"J'aime contrôler mes subordonnés, les avoir sous la main, à portée de regard pour savoir exactement ce qu'ils font."
C'est rare qu'un manager s'exprimera ainsi. Ce serait même parfois l'inverse. Je me souviens au début de ma carrière au Québec avoir travaillé pour un "professeur humaniste" défendant de belles idées en salles de cours et néanmoins contrôlant le travail de ses stagiaires d'une manière bien différente.
Le pouvoir de contrôle est une pierre d’assise de tout système managérial. Mais quel type de contrôle ?
Le sociologue Amitaï Etzioni, dans « Les organisations modernes » a précisé les différentes formes de contrôle : le contrôle physique se basant sur un pouvoir coercitif, dont l’objectif est de contraindre (dans un pénitencier par exemple).
C’est le contrôle le plus aisé si l’on peut dire. Et le plus dur.
Le contrôle matériel ensuite dont l’objectif est d’accommoder les intérêts (la politique du chèque). Payer quelqu'un pour qu'il parte ou qu'il reste.
Finalement le contrôle symbolique dont l’objectif est de convaincre les employés de la nécessité de bien faire les choses et, implicitement, de s’auto-contrôler. On peut penser aux organisations à mission dont le but dépasse leurs membres (De Gaulle donnant une mission à Leclerc durant la guerre, des pompiers luttant ensemble contre un violent incendie, une vieille entreprise familiale ne transigeant jamais sur la qualité etc.). Chacun comprend les objectifs et les fait siens. Pour le prix Nobel Herbert A. Simon : « Plus la socialisation est efficace, moins grand est le besoin de contrôle »
C’est le contrôle le plus complexe car il est basé sur le sens que l’on donne aux gens, voire l’amour qu’ils ressentent en tant que groupe humain. Ce type de contrôle nécessite un management de grande qualité, une confiance en soi, de l'exemplarité. On le voit éclatant dans certaines équipes sportives, mais il en est de même dans certaines entreprises : un groupe humain efficace, bien sûr ça existe.
La question du contrôle est ainsi toujours lancinante dans nombre d’organisations et la crise du Covid a jeté une lumière crue sur les croyances de nombreux dirigeants, leur insécurité face à une hybridation et au télétravail.
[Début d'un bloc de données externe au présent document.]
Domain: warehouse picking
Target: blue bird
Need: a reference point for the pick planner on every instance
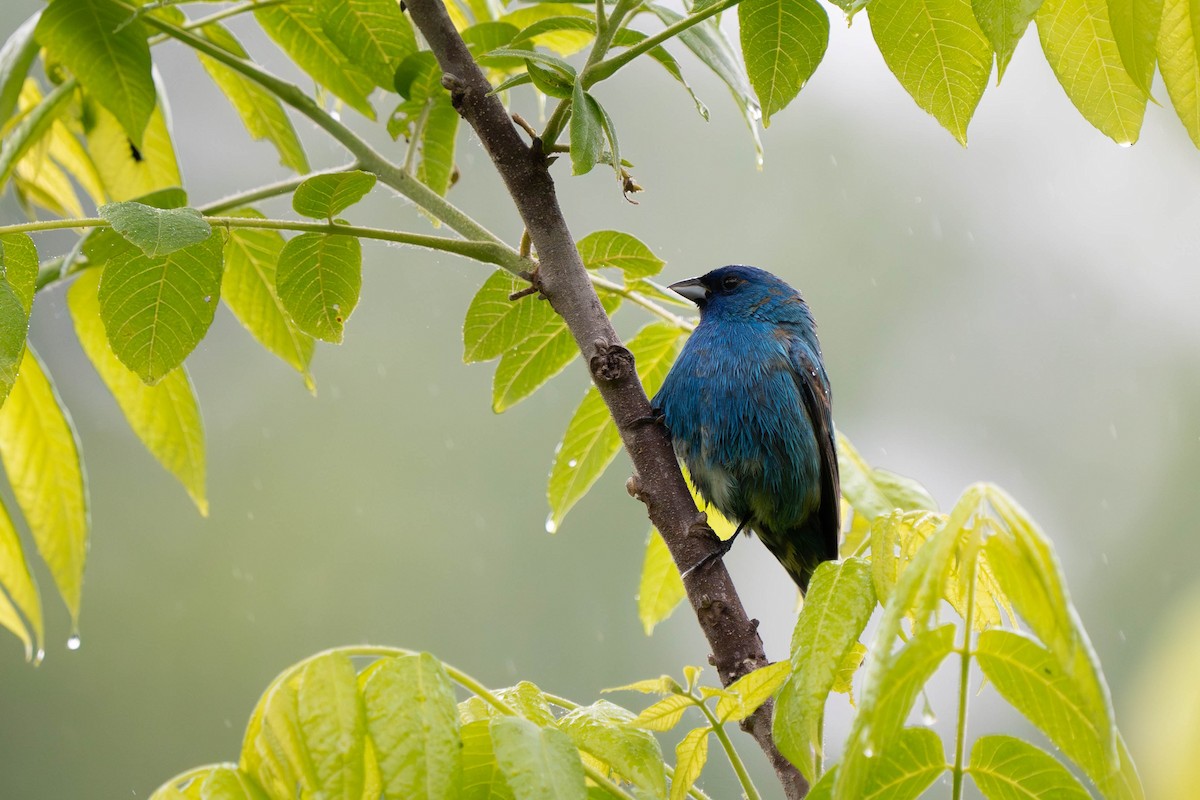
(749, 411)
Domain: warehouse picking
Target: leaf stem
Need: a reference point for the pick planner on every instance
(594, 73)
(641, 300)
(960, 735)
(748, 786)
(268, 191)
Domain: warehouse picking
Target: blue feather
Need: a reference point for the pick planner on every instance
(748, 407)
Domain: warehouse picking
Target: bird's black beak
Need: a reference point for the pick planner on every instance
(693, 289)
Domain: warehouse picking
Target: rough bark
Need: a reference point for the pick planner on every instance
(562, 277)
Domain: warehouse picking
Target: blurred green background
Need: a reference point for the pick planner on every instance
(1021, 312)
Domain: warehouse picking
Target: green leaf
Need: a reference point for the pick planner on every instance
(261, 110)
(156, 310)
(660, 685)
(17, 55)
(601, 731)
(784, 41)
(324, 197)
(665, 714)
(318, 280)
(438, 137)
(888, 697)
(213, 782)
(130, 173)
(549, 82)
(708, 43)
(910, 767)
(1029, 677)
(661, 587)
(592, 440)
(18, 280)
(373, 34)
(413, 721)
(156, 232)
(537, 359)
(563, 41)
(1135, 26)
(496, 324)
(481, 776)
(587, 131)
(691, 753)
(618, 251)
(297, 29)
(1009, 769)
(747, 693)
(1179, 58)
(106, 48)
(835, 612)
(18, 590)
(538, 763)
(529, 702)
(937, 52)
(333, 725)
(165, 416)
(41, 456)
(1003, 22)
(249, 289)
(1078, 41)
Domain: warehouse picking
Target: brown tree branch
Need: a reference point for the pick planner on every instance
(658, 482)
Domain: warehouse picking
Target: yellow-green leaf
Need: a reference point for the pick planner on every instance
(41, 457)
(106, 48)
(333, 723)
(297, 29)
(592, 440)
(619, 251)
(887, 699)
(156, 310)
(1009, 769)
(1078, 41)
(375, 34)
(496, 324)
(1179, 59)
(18, 590)
(1135, 25)
(328, 194)
(1029, 677)
(661, 588)
(537, 359)
(538, 763)
(665, 714)
(129, 172)
(261, 110)
(249, 289)
(413, 721)
(937, 52)
(1003, 22)
(783, 41)
(750, 691)
(691, 753)
(837, 608)
(318, 280)
(165, 416)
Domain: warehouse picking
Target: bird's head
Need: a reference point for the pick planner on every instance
(744, 293)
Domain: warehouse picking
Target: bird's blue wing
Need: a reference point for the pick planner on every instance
(814, 388)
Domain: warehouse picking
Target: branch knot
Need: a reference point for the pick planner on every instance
(611, 362)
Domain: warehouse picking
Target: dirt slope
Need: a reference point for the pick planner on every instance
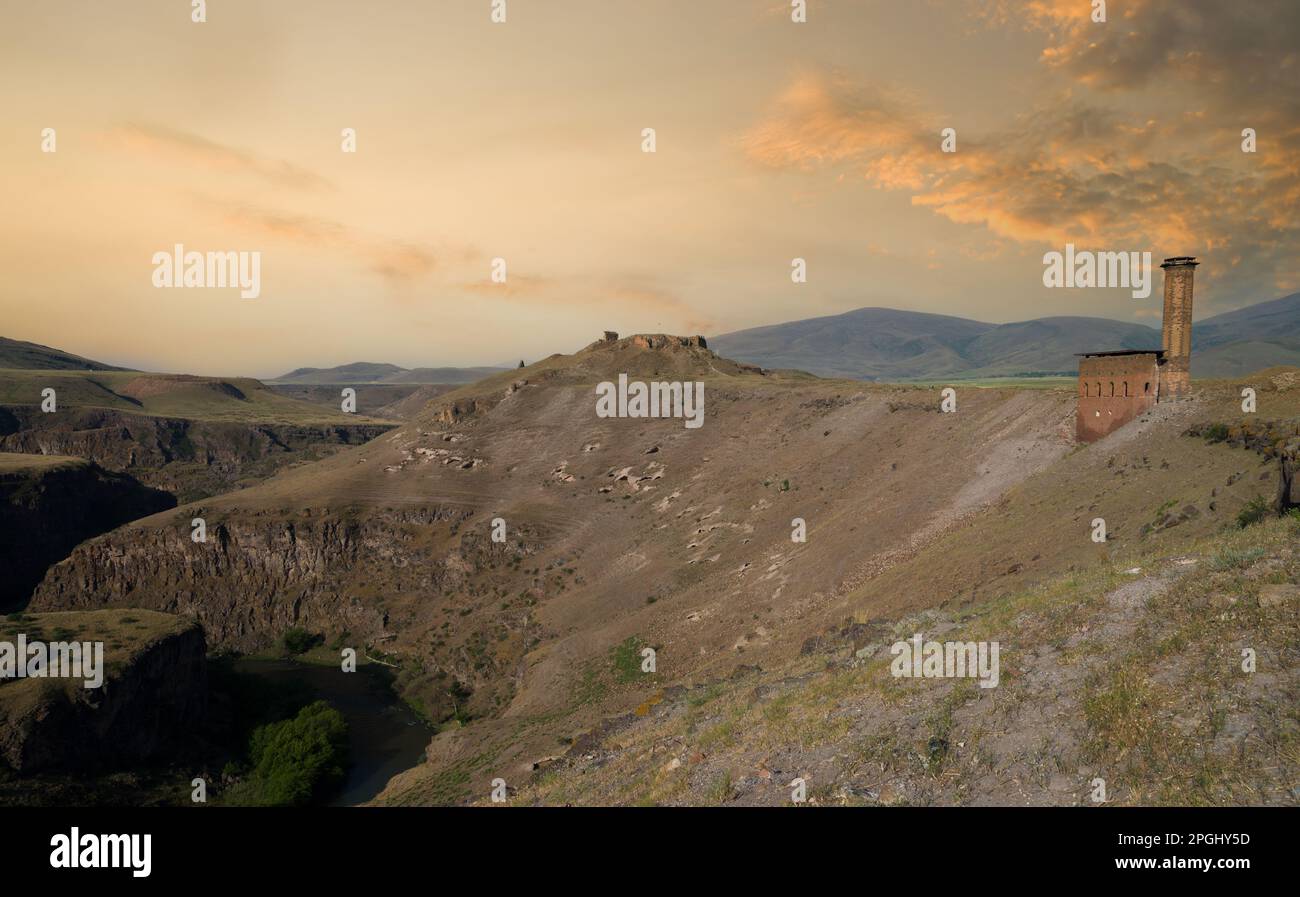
(624, 533)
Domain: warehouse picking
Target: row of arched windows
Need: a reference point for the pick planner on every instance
(1097, 390)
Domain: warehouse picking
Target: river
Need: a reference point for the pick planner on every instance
(385, 736)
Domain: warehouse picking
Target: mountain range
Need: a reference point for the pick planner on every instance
(372, 372)
(888, 343)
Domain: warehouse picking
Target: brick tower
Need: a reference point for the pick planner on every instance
(1177, 341)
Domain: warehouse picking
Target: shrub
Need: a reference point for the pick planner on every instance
(297, 641)
(1256, 510)
(297, 761)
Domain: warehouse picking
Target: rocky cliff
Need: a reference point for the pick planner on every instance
(189, 458)
(48, 505)
(154, 694)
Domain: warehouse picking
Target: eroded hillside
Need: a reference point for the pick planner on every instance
(629, 533)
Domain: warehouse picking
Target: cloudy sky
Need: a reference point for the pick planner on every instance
(523, 141)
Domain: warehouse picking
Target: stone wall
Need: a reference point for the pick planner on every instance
(1114, 389)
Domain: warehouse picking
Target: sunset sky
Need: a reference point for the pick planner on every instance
(523, 141)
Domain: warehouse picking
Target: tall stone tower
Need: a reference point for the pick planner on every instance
(1177, 341)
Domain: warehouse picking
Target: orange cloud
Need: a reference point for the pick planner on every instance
(163, 142)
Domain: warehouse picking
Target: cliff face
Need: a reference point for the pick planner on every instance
(190, 458)
(261, 573)
(47, 508)
(154, 696)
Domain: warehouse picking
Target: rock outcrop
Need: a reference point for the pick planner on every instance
(190, 458)
(154, 696)
(47, 506)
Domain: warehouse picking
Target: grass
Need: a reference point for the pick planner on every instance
(625, 659)
(17, 462)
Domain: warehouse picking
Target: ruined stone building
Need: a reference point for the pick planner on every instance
(1117, 386)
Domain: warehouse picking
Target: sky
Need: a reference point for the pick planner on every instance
(523, 141)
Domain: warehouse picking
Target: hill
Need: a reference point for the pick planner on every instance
(631, 533)
(31, 356)
(369, 373)
(891, 345)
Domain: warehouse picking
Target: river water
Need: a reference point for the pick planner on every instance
(385, 736)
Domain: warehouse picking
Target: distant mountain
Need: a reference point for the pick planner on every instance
(371, 372)
(31, 356)
(888, 343)
(1251, 338)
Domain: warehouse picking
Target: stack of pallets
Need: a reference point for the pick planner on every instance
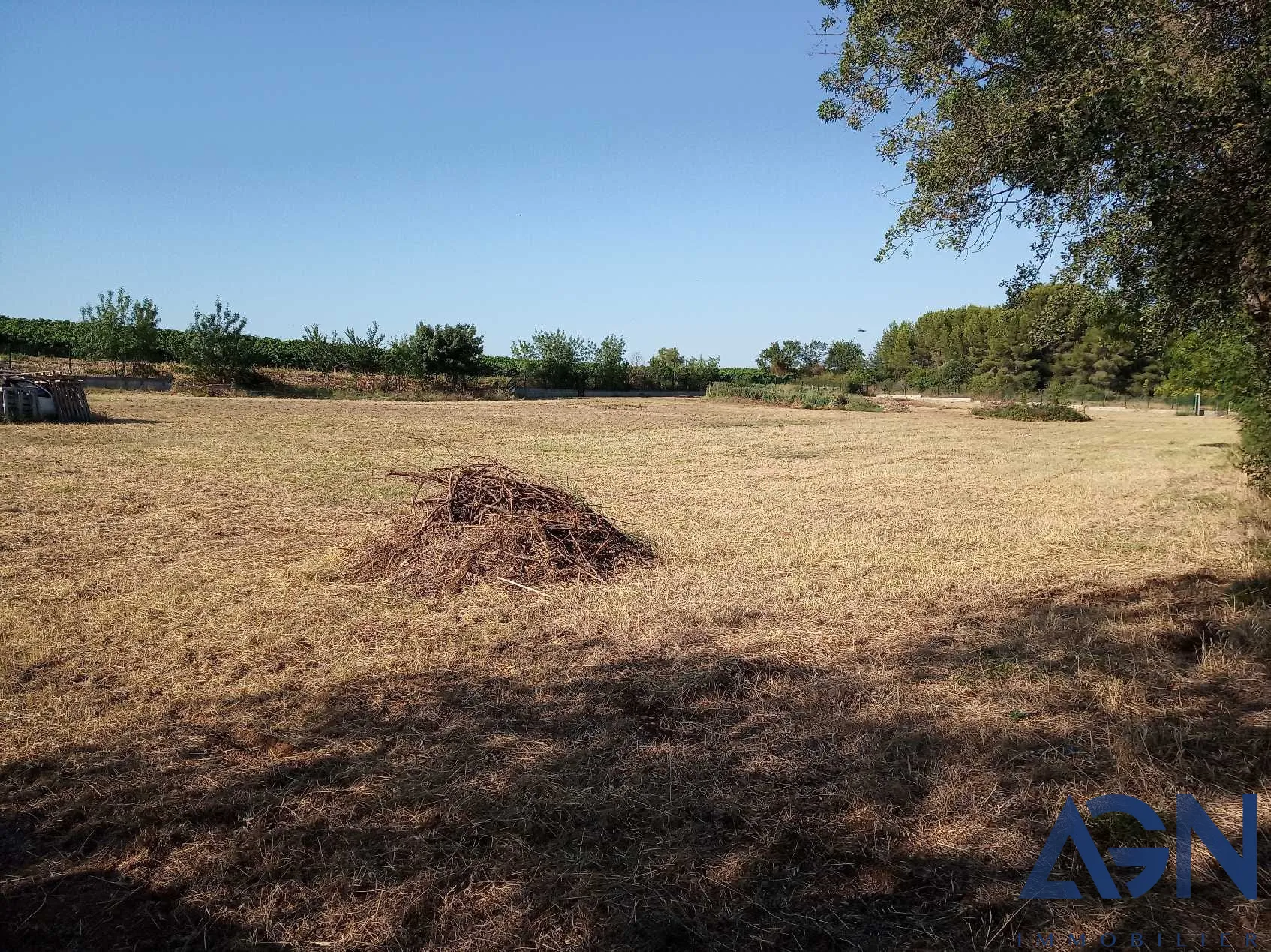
(29, 399)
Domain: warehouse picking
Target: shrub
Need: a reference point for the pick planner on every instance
(610, 369)
(452, 351)
(215, 346)
(553, 359)
(1042, 412)
(791, 395)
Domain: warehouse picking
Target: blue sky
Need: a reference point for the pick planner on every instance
(652, 170)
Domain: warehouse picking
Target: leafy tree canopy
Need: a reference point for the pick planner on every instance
(1134, 137)
(215, 344)
(452, 351)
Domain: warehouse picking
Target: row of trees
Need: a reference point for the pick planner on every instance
(1064, 338)
(126, 331)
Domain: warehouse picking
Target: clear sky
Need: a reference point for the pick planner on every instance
(650, 170)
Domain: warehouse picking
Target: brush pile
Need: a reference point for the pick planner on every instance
(482, 520)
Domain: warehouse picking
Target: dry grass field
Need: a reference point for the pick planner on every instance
(840, 710)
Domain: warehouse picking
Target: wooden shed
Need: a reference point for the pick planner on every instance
(42, 398)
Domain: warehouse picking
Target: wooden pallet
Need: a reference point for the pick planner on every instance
(20, 399)
(69, 399)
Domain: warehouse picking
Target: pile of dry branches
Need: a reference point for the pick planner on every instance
(482, 520)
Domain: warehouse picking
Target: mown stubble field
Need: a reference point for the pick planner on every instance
(842, 710)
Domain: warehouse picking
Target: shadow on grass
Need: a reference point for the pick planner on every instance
(712, 800)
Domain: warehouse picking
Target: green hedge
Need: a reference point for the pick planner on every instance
(1041, 412)
(791, 395)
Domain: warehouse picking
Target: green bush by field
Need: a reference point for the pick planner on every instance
(1029, 412)
(791, 395)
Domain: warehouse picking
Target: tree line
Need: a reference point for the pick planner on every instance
(216, 344)
(1068, 341)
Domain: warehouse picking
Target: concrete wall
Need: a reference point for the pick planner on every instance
(128, 383)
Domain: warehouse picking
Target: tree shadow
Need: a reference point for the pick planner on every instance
(711, 800)
(99, 910)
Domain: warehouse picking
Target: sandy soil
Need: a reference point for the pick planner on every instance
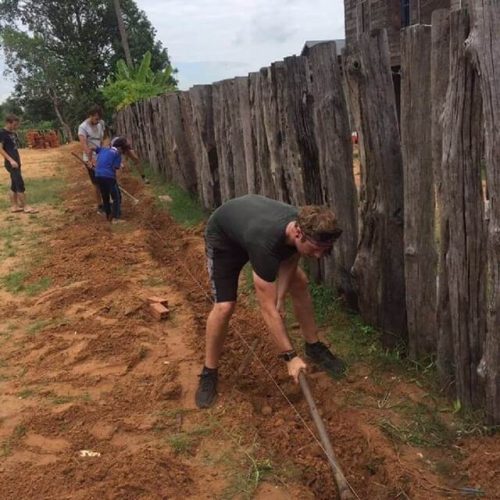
(83, 366)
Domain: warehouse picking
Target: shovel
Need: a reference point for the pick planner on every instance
(126, 193)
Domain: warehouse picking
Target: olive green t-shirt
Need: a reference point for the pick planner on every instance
(254, 225)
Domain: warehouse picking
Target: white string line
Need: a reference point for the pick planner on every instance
(268, 373)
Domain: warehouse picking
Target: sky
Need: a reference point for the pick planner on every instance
(210, 40)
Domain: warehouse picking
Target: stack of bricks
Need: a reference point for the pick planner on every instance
(42, 140)
(158, 307)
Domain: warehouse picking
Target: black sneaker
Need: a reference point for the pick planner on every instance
(207, 389)
(325, 359)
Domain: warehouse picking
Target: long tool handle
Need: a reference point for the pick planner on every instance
(343, 487)
(126, 193)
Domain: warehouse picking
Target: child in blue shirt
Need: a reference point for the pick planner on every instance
(108, 162)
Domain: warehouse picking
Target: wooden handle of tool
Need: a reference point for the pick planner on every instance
(343, 487)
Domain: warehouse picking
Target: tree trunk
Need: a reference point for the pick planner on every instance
(333, 138)
(484, 43)
(416, 143)
(64, 124)
(379, 267)
(123, 33)
(440, 75)
(462, 191)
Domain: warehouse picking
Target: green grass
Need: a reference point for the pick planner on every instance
(184, 207)
(420, 426)
(45, 190)
(26, 393)
(244, 464)
(184, 443)
(59, 399)
(6, 447)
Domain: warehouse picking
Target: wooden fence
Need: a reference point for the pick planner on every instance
(418, 254)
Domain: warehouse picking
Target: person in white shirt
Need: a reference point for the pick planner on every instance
(91, 136)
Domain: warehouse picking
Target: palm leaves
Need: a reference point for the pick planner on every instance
(132, 84)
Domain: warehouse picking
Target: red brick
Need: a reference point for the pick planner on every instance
(158, 311)
(158, 300)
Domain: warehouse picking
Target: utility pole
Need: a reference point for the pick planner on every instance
(123, 33)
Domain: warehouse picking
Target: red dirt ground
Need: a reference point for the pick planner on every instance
(85, 367)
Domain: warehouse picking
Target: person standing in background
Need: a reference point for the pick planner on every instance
(91, 136)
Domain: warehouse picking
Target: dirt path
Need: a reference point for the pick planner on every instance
(84, 369)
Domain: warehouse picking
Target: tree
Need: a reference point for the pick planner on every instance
(130, 85)
(123, 32)
(63, 52)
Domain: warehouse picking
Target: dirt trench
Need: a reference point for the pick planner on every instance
(97, 398)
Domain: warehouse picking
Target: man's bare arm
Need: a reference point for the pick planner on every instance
(266, 295)
(8, 157)
(85, 146)
(286, 273)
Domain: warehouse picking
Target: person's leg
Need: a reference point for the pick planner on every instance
(14, 203)
(217, 323)
(304, 313)
(14, 206)
(20, 190)
(303, 306)
(97, 190)
(223, 268)
(117, 201)
(104, 185)
(98, 197)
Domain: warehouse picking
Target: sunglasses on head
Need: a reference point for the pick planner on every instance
(324, 239)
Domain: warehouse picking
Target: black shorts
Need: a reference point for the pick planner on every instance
(91, 172)
(16, 179)
(224, 267)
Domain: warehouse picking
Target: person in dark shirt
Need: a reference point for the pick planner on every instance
(272, 236)
(9, 149)
(108, 162)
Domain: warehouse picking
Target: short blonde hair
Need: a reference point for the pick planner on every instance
(318, 222)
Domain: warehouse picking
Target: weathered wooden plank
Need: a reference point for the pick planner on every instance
(262, 173)
(419, 232)
(379, 266)
(270, 78)
(205, 150)
(222, 129)
(462, 192)
(484, 43)
(301, 152)
(243, 96)
(440, 75)
(179, 150)
(333, 138)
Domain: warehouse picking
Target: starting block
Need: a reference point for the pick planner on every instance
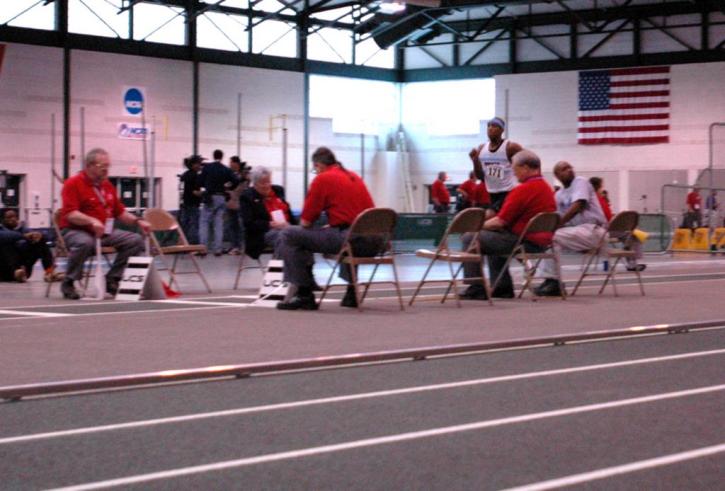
(701, 239)
(140, 281)
(681, 240)
(273, 288)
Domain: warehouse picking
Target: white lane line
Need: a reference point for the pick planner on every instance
(350, 397)
(621, 469)
(33, 314)
(200, 302)
(400, 437)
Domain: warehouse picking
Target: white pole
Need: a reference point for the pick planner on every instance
(239, 125)
(83, 135)
(284, 152)
(52, 167)
(151, 201)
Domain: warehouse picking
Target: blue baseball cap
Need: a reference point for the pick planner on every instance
(498, 122)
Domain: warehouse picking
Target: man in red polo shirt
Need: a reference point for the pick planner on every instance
(533, 195)
(341, 194)
(90, 207)
(439, 194)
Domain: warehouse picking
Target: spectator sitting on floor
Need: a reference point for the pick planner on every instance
(634, 243)
(30, 246)
(90, 207)
(439, 194)
(265, 213)
(500, 233)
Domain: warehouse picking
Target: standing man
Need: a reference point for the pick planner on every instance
(500, 233)
(492, 163)
(582, 225)
(30, 247)
(467, 190)
(191, 198)
(693, 217)
(90, 208)
(342, 195)
(234, 224)
(213, 180)
(439, 194)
En relief existait cette question qui taraudait nombre de managers : comment pourrais-je aussi bien contrôler mes équipes si je ne les ai pas sous la main en permanence ? Vont-elles faire efficacement le travail sans mon regard, sans l’œil du pouvoir selon Foucault ? Et s’ils font bien leur travail sans moi, devrais-je redéfinir mon rôle, à quoi je sers ? Donc cette crise du Covid et celles qui viendront sont une occasion de réfléchir aux croyances qui habitent les managers et influencent leurs actes parfois dans un sens non voulu. Car il est évidemment possible d’hybrider efficacement une organisation, mais il faut y croire pour porter une innovation avant bien souvent qu’elle ne donne des résultats probants et aussi tenir bon face à des croyances contraires.